El artículo tiene la autoría de Roberto Soto, jefe de Bibliotecas en la Diputación de León y Presidente de la Asociación de Profesionales de Bibliotecas Móviles de España (ACLEBIM). Se define como un convencido de la Biblioteca Pública y un incondicional de los Bibliobuses. 

Propósitos de las bibliotecas: ” (…) aumentar la concienciación en torno al patrimonio cultural y la valoración de los logros científicos y artísticos; promover el diálogo intercultural y la diversidad cultural; procurar soporte a la tradición oral (…)”

Reproducimos el artículo a continuación. Fotos de Bibliomóviles Chile.

Siguiendo las palabras de R. David Lankes*, “las bibliotecas excelentes son las que crean comunidad”, más allá de su atención a las colecciones y los servicios.

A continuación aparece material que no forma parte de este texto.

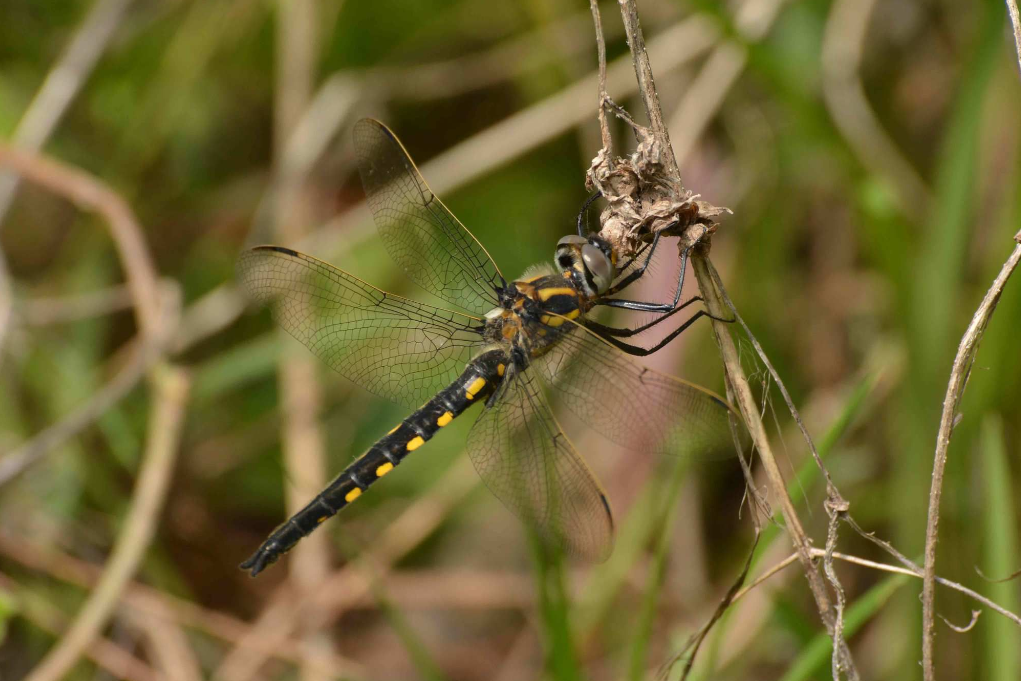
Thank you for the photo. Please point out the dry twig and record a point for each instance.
(1012, 9)
(955, 389)
(151, 602)
(645, 196)
(303, 448)
(164, 430)
(155, 307)
(107, 654)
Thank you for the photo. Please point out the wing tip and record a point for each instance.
(278, 249)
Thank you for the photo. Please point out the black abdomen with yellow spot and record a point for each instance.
(475, 384)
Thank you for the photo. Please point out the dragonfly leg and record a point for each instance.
(641, 351)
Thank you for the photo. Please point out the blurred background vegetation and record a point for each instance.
(870, 154)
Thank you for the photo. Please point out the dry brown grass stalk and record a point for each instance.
(955, 390)
(168, 406)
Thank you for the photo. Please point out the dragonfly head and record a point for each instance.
(590, 257)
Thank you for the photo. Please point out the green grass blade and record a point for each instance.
(423, 662)
(1000, 554)
(554, 612)
(658, 572)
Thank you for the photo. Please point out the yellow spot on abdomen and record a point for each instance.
(547, 293)
(477, 385)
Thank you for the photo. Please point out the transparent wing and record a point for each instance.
(420, 233)
(631, 404)
(528, 463)
(395, 347)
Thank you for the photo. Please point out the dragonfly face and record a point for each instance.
(508, 346)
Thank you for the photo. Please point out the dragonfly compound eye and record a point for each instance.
(598, 265)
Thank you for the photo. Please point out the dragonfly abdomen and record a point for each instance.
(474, 385)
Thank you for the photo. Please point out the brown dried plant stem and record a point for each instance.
(169, 399)
(302, 440)
(154, 310)
(955, 389)
(749, 411)
(737, 382)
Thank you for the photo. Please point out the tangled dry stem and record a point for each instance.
(645, 197)
(955, 390)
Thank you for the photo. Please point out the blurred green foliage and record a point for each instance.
(858, 299)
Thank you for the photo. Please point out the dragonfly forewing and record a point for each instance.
(397, 348)
(420, 233)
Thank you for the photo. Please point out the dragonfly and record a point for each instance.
(508, 346)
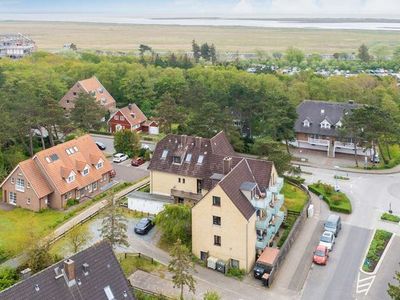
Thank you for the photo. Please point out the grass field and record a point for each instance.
(124, 37)
(295, 198)
(19, 226)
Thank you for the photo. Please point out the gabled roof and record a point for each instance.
(103, 270)
(35, 177)
(132, 114)
(232, 183)
(86, 148)
(93, 85)
(317, 111)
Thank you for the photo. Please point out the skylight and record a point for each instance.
(188, 157)
(200, 159)
(164, 154)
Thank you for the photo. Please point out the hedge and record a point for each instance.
(390, 218)
(343, 205)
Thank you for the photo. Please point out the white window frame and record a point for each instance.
(18, 186)
(12, 198)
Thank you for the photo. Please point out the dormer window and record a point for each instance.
(200, 159)
(177, 160)
(99, 164)
(85, 171)
(164, 154)
(325, 124)
(71, 177)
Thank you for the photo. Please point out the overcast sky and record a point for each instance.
(210, 8)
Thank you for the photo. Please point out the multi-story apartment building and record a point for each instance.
(236, 200)
(72, 170)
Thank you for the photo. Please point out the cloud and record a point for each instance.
(243, 7)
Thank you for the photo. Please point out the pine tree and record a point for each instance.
(114, 227)
(196, 51)
(181, 266)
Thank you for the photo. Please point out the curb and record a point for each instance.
(377, 172)
(380, 259)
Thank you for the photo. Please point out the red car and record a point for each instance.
(321, 255)
(136, 162)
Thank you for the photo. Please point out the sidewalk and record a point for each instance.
(293, 273)
(68, 225)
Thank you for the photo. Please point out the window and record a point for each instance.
(20, 186)
(216, 201)
(99, 165)
(13, 198)
(200, 159)
(188, 157)
(71, 178)
(217, 220)
(217, 240)
(109, 293)
(235, 263)
(85, 171)
(164, 154)
(177, 160)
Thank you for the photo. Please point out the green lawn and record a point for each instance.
(337, 201)
(19, 226)
(295, 198)
(130, 264)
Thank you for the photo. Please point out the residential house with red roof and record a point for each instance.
(73, 170)
(236, 200)
(131, 118)
(93, 87)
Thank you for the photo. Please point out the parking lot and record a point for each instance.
(126, 172)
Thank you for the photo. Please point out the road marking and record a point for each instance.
(364, 284)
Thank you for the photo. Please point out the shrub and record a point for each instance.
(390, 217)
(72, 202)
(236, 273)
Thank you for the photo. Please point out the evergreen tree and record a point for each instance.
(363, 53)
(181, 266)
(87, 113)
(196, 51)
(113, 227)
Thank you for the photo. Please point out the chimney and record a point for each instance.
(26, 273)
(227, 165)
(69, 269)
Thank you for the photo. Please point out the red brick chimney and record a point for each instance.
(69, 268)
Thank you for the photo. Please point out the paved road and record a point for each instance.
(108, 141)
(370, 195)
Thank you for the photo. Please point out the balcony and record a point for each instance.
(319, 142)
(277, 187)
(186, 195)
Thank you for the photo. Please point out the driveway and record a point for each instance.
(126, 172)
(370, 196)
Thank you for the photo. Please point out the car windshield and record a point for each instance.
(330, 225)
(325, 239)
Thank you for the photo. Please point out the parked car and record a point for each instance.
(333, 224)
(101, 146)
(327, 239)
(120, 157)
(144, 226)
(321, 255)
(136, 162)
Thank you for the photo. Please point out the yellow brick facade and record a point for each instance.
(238, 235)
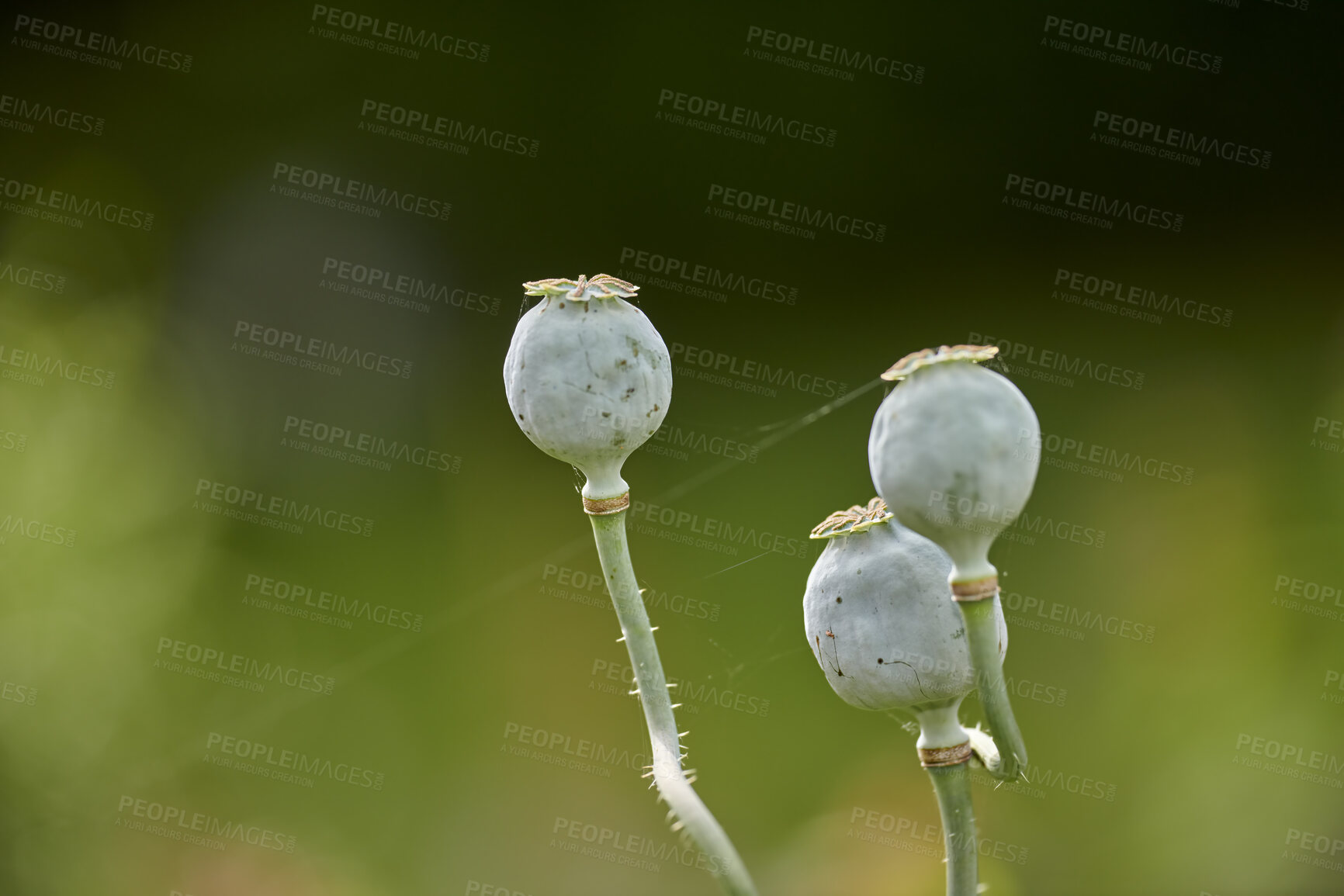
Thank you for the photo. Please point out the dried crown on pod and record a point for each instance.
(587, 376)
(878, 617)
(954, 451)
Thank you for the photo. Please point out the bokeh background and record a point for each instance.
(429, 697)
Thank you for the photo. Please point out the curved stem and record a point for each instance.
(952, 784)
(982, 640)
(691, 811)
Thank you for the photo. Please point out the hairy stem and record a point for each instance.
(982, 640)
(691, 813)
(952, 784)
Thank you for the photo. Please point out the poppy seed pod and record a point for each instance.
(954, 451)
(587, 378)
(881, 625)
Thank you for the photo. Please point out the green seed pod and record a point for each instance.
(881, 625)
(587, 376)
(954, 451)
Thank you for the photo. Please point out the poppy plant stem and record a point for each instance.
(952, 785)
(692, 815)
(982, 640)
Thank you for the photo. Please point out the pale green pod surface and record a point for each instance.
(879, 621)
(587, 376)
(954, 451)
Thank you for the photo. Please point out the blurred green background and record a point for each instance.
(468, 655)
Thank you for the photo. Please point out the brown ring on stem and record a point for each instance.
(602, 507)
(978, 590)
(938, 756)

La cultura tradicional constituye uno de los instrumentos más adecuados para conseguir estos fines, no en vano lleva en su esencia las características que definen y diferencian a los distintos grupos sociales que las comparten.

El propio Manifiesto de la UNESCO sobre la Biblioteca pública incluye dentro de los doce propósitos con que la distingue, cuatro directamente relacionados con la cultura connatural de las colectividades sociales y/o nacionales, tales como aumentar la concienciación en torno al patrimonio cultural y la valoración de los logros científicos y artísticos; promover el diálogo intercultural y la diversidad cultural; procurar soporte a la tradición oral; y garantizar a todos los ciudadanos el acceso a la información comunitaria.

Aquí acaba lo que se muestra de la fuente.